The challenge you face in building a forest for a stage set is to give it dimension. A flat forest is unconvincing. You can assemble a convincing forest by working in three distinct phases on your stage props. As you build the forest from the back of the stage to the front, you will provide depth of viewing field for your audience, and this will help them suspend disbelief and enter the fantasy of a forest on stage.
Paint a canvas backdrop. Use acrylic paint to paint your backdrop with a distant forest scene. Make sure this scene has some perspective, so you can give the eye the impression of distance. Paint far-off trees and mountains to give the impression that the viewer is looking at a far-away vista.
Place boulders in front of the backdrop. Make the boulders out of paper mache. Do this by forming chicken wire into rough boulder shapes, then applying wet newspaper that has been dipped in a flour-and-water paste. After your boulders dry, paint them brown with acrylic paint.
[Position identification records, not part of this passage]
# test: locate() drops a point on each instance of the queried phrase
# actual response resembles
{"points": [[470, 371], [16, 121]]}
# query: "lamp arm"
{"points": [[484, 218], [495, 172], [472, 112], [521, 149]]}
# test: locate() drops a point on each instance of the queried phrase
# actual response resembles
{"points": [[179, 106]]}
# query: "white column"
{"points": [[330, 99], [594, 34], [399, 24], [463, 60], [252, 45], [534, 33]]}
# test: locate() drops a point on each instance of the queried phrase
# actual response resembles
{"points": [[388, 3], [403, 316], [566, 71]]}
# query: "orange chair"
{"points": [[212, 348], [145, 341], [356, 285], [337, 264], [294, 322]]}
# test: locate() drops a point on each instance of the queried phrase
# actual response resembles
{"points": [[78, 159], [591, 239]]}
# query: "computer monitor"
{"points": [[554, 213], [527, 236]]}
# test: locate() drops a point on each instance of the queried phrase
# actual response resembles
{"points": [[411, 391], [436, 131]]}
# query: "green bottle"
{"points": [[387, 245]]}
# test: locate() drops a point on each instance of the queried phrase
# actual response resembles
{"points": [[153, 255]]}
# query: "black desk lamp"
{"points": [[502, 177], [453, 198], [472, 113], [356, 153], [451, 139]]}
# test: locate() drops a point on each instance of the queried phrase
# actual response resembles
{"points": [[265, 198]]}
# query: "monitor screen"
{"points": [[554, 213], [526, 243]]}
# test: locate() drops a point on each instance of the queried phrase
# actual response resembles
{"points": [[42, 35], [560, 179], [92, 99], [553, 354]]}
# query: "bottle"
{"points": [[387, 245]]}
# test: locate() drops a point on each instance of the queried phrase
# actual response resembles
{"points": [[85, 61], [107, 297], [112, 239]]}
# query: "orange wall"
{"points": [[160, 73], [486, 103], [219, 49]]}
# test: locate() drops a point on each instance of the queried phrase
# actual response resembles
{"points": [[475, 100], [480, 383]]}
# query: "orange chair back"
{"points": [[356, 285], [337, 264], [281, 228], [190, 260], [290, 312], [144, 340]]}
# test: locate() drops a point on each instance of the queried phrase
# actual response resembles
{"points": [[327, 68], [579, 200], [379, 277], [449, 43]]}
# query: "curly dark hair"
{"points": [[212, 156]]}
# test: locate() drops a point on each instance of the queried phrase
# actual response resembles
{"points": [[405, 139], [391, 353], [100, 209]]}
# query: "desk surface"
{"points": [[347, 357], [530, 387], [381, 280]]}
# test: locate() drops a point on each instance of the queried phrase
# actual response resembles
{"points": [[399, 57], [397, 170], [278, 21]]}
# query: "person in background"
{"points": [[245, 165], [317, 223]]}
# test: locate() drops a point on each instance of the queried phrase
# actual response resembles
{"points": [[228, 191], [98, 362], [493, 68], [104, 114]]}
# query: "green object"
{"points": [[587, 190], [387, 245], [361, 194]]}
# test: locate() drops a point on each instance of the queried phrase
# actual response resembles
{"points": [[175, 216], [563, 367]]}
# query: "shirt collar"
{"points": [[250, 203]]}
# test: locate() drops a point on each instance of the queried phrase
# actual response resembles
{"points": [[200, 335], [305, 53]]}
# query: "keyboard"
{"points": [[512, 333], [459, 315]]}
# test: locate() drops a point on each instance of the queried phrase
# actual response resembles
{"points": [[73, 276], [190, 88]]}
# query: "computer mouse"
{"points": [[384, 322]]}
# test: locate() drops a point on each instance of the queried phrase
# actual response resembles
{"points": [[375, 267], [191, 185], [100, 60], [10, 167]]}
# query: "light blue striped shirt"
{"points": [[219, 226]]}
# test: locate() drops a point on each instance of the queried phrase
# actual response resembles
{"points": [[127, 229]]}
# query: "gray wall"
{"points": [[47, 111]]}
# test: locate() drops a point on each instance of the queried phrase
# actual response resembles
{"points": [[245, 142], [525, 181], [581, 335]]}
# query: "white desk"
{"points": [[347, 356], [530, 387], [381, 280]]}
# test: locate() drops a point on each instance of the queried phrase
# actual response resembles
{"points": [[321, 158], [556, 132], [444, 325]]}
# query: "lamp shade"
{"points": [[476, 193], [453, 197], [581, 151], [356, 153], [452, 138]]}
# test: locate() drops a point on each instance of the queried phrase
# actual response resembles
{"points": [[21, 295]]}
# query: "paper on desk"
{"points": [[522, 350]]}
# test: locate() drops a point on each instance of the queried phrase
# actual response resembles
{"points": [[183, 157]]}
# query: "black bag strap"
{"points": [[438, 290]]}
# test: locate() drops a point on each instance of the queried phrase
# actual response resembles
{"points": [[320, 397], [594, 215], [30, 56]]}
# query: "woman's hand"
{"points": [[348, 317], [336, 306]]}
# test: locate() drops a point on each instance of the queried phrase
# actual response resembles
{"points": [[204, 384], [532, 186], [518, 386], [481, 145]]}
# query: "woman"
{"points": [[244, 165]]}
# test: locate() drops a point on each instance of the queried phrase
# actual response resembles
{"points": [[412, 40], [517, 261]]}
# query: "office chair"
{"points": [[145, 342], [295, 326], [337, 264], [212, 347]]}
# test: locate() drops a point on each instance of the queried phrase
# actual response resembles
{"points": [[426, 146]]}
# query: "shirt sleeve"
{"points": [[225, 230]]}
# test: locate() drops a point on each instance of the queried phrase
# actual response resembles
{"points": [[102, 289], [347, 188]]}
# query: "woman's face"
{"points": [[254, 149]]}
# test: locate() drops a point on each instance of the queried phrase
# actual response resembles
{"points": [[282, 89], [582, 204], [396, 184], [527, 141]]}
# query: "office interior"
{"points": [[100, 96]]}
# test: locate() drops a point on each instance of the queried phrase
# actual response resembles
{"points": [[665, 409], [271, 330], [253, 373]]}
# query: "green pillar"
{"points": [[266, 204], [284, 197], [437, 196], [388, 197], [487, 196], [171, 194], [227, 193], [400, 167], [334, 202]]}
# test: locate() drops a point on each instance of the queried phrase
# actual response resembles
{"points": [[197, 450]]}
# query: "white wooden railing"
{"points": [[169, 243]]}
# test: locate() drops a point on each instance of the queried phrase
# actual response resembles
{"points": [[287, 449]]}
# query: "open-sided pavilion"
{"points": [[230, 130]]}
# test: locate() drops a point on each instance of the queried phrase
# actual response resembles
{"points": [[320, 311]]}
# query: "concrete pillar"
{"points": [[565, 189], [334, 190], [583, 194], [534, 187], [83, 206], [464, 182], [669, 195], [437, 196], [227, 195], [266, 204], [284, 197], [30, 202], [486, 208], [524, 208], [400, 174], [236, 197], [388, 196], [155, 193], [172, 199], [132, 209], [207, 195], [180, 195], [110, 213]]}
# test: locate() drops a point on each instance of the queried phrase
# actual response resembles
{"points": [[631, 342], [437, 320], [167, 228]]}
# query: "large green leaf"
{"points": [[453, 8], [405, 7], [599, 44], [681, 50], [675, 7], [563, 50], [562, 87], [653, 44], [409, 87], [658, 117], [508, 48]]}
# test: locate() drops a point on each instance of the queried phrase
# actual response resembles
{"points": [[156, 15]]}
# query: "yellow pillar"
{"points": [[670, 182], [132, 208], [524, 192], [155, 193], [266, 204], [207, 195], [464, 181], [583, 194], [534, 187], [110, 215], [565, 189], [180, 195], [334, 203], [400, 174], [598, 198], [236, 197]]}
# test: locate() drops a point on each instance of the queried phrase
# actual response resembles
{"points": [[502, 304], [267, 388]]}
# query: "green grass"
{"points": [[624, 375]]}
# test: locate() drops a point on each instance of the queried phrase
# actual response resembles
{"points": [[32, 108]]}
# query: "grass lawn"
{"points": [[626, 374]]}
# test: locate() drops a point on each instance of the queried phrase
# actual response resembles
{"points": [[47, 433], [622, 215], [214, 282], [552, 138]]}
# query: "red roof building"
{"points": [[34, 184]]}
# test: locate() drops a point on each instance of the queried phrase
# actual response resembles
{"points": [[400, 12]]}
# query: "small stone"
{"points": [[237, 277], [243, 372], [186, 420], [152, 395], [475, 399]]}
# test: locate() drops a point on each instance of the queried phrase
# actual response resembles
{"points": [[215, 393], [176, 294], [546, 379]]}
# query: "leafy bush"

Create polystyrene bushes. Polystyrene is a foam product you can cut with a knife into desired shapes. Many online stage-supply companies sell this product. Cut bush shapes and paint them green with acrylic paint. Attach a 1-inch by 3-inch piece of lumber to the bask of your stage bushes with duct tape. This will prop them up.
Create hanging leaves for the front of the stage. Cut these out of polystyrene and hang them from the stage battens so that they hang down on to the stage viewing area. Paint them green. A few large leaves will give the impression of foliage the audience is looking through to the scene on stage.
Create paper mache tree trunks for stage left and right. These should be large enough to extend out of sight as they rise. Make these from chicken wire and paper mache. Paint them brown with acrylic paint.
A few sticks and logs from an actual forest can be strewn around the stage floor to add to the realism.